Comment by ivankra

Comment by ivankra a day ago

5 replies

Just put it in a container. I use bash aliases like this to start a throwaway container with bind mounted cwd, works like a charm with rootless podman. I also learned to run npm and other shady tools in this way and stopped worrying about supply chain attacks.

  alias dr='docker run --rm -it -v "$PWD:$PWD" -w "$PWD"'
  alias dr-claude='dr -v ~/.claude:/root/.claude -v ~/.claude.json:/root/.claude.json claude'
ashishb a day ago

I had the same setup that I posted about a few months back[1], and then I migrated all of it into a single tool[2] for ease of use.

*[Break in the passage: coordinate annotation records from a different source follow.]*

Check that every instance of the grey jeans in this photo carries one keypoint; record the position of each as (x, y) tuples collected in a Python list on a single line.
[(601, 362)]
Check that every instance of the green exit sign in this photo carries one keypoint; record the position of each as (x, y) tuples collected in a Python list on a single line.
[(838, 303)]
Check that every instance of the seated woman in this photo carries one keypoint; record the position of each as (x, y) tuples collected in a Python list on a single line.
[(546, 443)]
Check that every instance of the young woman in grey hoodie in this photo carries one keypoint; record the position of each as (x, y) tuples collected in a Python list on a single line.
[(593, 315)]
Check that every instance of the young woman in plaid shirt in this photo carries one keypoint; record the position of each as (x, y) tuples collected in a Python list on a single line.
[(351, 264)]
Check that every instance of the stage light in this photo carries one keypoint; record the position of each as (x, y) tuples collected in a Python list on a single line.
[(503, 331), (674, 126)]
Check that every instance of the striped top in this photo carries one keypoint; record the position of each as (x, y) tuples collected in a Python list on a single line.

  1 - https://news.ycombinator.com/item?id=45766478
  2 - http://github.com/ashishb/amazing-sandbox
Porygon a day ago

I do that, too! I use git for version control outside the docker container, and to prevent claude from executing arbitrary code through commit hooks, I attach the docker volume mount in a nested directory of the repository so claude can not touch .git. Are there any other attack vectors that I should watch out for?

  • throw-12-16 a day ago

    I never mount .git to the agent container, but sometimes I will initialize the container with its own internal .git so the agent can preserve its git operations and maintain a change log outside of its memory context.

  • ivankra a day ago

    Ohh, good point about git hooks as a container escape vector! I probably should add `-v $PWD/.git:$PWD/.git:ro` for that (bind-mount .git as read-only).

throw-12-16 a day ago

Same, I containerize all of my dev envs.

I really struggle to understand how this isn't common best practice at this point.

Especially when it comes to agents and anything node related.

Claude is distributed as an npm global, so doubly true.

Takes about 5 minutes to set this up.